What is your take on Big Data analytics?
I think the term Big Data is not apt as bigness is the least interesting part. Volume of the data is important but volume is not new; diversity of data is. Big Data is not just the ERP and billing systems — it is also the clickstream data from the Internet and microblog entries on Facebook. For instance, customers blog about their experiences with various banks and companies. To understand what the customers are saying on social media platforms, companies and banks do a lot of analysis, such as natural language processing and sentiment analysis, to collect the data. The complexity of such data is much higher.
Big Data also includes sensor and rich media data like voice recording, videos and so on. In London, for example, while travelling from work to home, a person’s video is captured at least 150 times. This data is used for analyzing crime and homeland security. Analysis of this data is Big Data analytics, which cannot be done with traditional database analytics.
How should CIOs handle the tremendous growth of unstructured data?
I don’t believe that any data is unstructured. We have to overcome this myth that anything that is not in rows or columns is unstructured. The blogs and videos are structured, but non-traditional data. It is difficult for CIOs to handle the non-traditional data as it does not match the traditional data, which existed in the form of rows and columns.
CIOs are struggling to get value from non-traditional data. The key point for CIOs is to use new capabilities like the non-SQL methods of accessing the data. In Teradata we use both — the open source implementation (Hadoop) and the Aster Data technology (that uses MapReduce as an extension of SQL). This technology develops polymorphic file systems that can change shapes according to the data.
How can BI/ analytics help businesses to grow?
Organizations are getting smarter by not only using BI/analytics for collecting information, but also by using it for analyzing customers’ experiences and preferences. They further use this information to create new products.
For example, an automobile insurance company in North America created a new product that helped it in doing customized pricing based on the driving habits of customers. Typically, a traditional automobile insurance is charged based on the customer’s age, address and gender. But this is completely unfair, as a good driver is also charged more. I have faced this myself — the cost of my automobile insurance was more than my car, just because I was a 21-yearold, unmarried male who lived in Boston (the highest risk driving place in the US).

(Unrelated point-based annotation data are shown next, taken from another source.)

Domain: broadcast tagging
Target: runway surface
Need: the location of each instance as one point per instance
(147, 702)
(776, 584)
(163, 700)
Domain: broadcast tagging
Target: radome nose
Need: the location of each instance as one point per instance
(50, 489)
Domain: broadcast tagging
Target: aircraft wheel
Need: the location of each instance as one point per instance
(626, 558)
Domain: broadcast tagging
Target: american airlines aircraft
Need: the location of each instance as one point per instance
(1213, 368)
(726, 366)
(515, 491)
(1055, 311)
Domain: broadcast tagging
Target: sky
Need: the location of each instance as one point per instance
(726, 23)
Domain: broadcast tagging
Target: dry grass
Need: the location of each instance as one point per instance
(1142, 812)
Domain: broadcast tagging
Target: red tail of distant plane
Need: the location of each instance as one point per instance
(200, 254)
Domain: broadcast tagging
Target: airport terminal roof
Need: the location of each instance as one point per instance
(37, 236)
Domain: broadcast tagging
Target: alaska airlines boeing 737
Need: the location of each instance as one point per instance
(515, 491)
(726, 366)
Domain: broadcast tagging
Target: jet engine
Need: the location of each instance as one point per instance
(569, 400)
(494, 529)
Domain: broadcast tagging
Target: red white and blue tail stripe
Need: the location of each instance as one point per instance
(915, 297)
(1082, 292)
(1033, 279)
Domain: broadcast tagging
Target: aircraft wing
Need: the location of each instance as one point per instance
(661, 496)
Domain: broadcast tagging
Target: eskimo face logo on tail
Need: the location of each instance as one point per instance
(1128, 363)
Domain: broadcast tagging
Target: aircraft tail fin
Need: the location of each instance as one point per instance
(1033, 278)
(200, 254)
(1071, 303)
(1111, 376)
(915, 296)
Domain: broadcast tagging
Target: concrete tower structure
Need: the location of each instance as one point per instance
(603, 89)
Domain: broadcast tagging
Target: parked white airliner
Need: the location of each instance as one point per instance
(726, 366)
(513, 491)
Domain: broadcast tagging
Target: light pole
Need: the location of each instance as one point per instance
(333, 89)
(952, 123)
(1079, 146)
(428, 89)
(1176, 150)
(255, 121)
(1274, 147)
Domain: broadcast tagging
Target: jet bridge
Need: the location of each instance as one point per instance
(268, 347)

After analyzing several such customer experiences, the automobile insurance company (Teradata customer) decided to allow its customers to get discounts on their automobile insurance if they put a black box in their car. The black box monitors customers’ driving habits. One sample of data is collected every second that includes location and velocity (speed and directions). For one year, the insurance company just collects the data and analyzes it to figure out different types of insurance charges based on driving habits of customers.
For example, if a data scientist finds out that a particular customer never drives above the speed limit, then the customer gets a discount. On the other hand, if a customer shows risky driving habits, then the company charges him more as high car speed can lead to accidents, and in turn lead to more cost to the automobile insurance company.
How would Teradata differentiate itself from its competitors?
We are growing in double digits. We are taking market share away from our competitors because we are not confused; we only focus on analytics. Our competitors are still using old technologies to solve analytics problems, but it doesn’t work pretty well. It is like using a hammer to put a screw in the wall. A case in point is, Bank of America, which was not able to scale up with our competitor’s solution. On the other hand, with our solution the bank was able to save USD 80 million in two years. Leading companies like Walmart, eBay, Vodafone, AT&T, British Airways and United Airlines are also our customers.
Some of our competitors, who talk about in-memory analytics in India, do not understand analytics because the cost per terabyte of in-memory is at least 50 times the cost of mechanical disk drives. The Indian market cannot tolerate that kind of cost and more importantly we do not access all data equally and frequently. It is economically irrational to store all the data at memory prices.
From the massive data available, we frequently access only 20 percent of the data. So, customers want that 20 percent of data to be in high-performance storage and the remaining 80 percent of the data to be in low-cost storage. CIOs want an environment that allows both — optimization for price and performance and optimization for price and storage. In the Indian market, it is very important as the market consumes high volumes of data and is very sensitive towards price. We measure the relevance of data and automatically migrate hot data in the high-performance storage and cold data in low-cost storage. It is completely automatic as today’s hot data will be tomorrow’s cold data. Other database vendors have to manually do this and thus require an army of database managers, which in turn increases the TCO of the company.
What according to you are the upcoming analytics trends for 2012?
Consumer intelligence is emerging as a new trend and the banking sector is the most aggressive adopter of this trend, which is still in its initial stages. For example, banks allow their retail banking customers to directly access their data from the bank’s data warehouse through Internet banking. By using this service, customers document all their cash transactions on the bank’s website. This helps banks to track individual customers and different categories where they spend.
In India, high-end customers would we be the first ones to ride the wave. And eventually, because of the proliferation of Internet access, consumer intelligence would become available to everybody. Other than BFSI, sectors such as retail, energy providers, and telecommunications will adopt this growing trend.